How did I become an Iditarod fan? I’m one of those people who doesn’t read the newspaper of my own city but likes to read papers of places I'm interested in. So I regularly check in with the Anchorage Daily News online. Just two days before last year’s Iditarod I read an interesting article about the 2007 winner, Lance Mackey. I found a video clip of an interview with this ordinary guy who sounds part humble, part cocky. It showed his first place trophy sitting on top of his refrigerator in his humble cabin. I saw the way he loved his dogs. The whole sport just grabbed me. I like sports. I like dogs. I like Alaska. Boom! Iditarod fan.
I was fascinated by the movie-material story of how his dad, Dick Mackey, helped organize the first race back in the 70’s and then dramatically won it the 6th time he raced. He was wearing bib number 13. Then years later Dick’s son, Rick, was running his 6th Iditarod, drew bib #13 and he won it. Can't top that, can you? Well, in 2007, it was the 6th time son Lance was running the Iditarod. It was the first and only time the Iditarod committee allowed mushers to pick their bib numbers, so of course Lance picked bib number 13. He won! AND he did it on the heels of running another 1000 mile race just 3 weeks before! AND he used many of the same dogs. His training and racing knowledge are changing the sport. No one had ever before considered running both 1000 mile races back to back with any serious competitiveness. Evidence now suggests that instead of the dogs being spent and needing a longer time to recover, they actually show greater strength, endurance, energy and enthusiasm the more miles run. Oh, by the way, Lance Mackey not only ran both races within weeks of each other, he won them both. Two years in a row. It literally stunned the mushing world. Oh...and Lance is a cancer survivor. Didn't I tell you it’s movie material?

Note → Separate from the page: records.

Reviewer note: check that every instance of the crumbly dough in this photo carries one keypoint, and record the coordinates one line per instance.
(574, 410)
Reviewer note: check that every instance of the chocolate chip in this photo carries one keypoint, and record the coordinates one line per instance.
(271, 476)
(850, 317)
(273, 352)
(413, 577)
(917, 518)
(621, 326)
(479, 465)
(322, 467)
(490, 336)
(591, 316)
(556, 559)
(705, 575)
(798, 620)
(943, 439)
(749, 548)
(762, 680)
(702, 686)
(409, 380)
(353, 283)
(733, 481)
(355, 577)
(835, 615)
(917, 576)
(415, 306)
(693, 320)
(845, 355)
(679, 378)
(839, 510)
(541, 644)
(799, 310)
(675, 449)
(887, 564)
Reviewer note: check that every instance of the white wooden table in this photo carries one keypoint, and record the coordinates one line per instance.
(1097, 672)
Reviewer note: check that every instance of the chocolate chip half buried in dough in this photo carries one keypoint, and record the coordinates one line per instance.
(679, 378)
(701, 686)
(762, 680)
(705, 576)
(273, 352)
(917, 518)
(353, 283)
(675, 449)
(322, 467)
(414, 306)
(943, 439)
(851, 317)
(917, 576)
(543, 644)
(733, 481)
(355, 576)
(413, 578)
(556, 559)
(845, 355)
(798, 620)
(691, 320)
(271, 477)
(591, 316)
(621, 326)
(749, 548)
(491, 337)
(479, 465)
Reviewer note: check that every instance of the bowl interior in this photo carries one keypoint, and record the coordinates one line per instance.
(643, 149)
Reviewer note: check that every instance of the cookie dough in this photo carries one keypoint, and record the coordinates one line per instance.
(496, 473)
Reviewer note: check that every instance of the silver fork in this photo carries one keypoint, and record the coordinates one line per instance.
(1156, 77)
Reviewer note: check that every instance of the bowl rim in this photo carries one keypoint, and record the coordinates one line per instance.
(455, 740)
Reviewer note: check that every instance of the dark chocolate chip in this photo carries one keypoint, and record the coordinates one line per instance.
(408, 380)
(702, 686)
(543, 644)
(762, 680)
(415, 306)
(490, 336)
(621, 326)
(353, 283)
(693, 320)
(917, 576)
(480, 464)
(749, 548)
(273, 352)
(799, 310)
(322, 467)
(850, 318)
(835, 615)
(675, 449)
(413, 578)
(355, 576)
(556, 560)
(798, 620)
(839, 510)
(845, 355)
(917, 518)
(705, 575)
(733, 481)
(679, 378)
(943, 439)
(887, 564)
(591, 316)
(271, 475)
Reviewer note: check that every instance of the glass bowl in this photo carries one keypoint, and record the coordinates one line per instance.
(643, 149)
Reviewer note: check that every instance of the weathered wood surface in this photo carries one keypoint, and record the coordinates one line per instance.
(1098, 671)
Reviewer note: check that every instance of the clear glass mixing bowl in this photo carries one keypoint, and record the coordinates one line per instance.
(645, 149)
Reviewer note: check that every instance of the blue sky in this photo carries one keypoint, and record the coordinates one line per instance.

I always knew the Iditarod existed but never thought much of it, even with my interest in Alaska. Finding out more about it just two days before the 2007 race was the perfect breeding ground for fanship. Two days later I was all over the internet and the Iditarod site "watching" the race. It's really interesting. The challenges these men and women face are real and big. They never know how the weather will factor into things but it always does. Last year's race was during a "heat wave". Temps "soared" up to the 40's making the trails and dogs slower. The dogs prefer temps below zero. The year before, weather affected the race with nasty storms producing white out conditions.
Well, I could go on and on.... but I'll spare you. ( I guess I kinda already did go on and on.)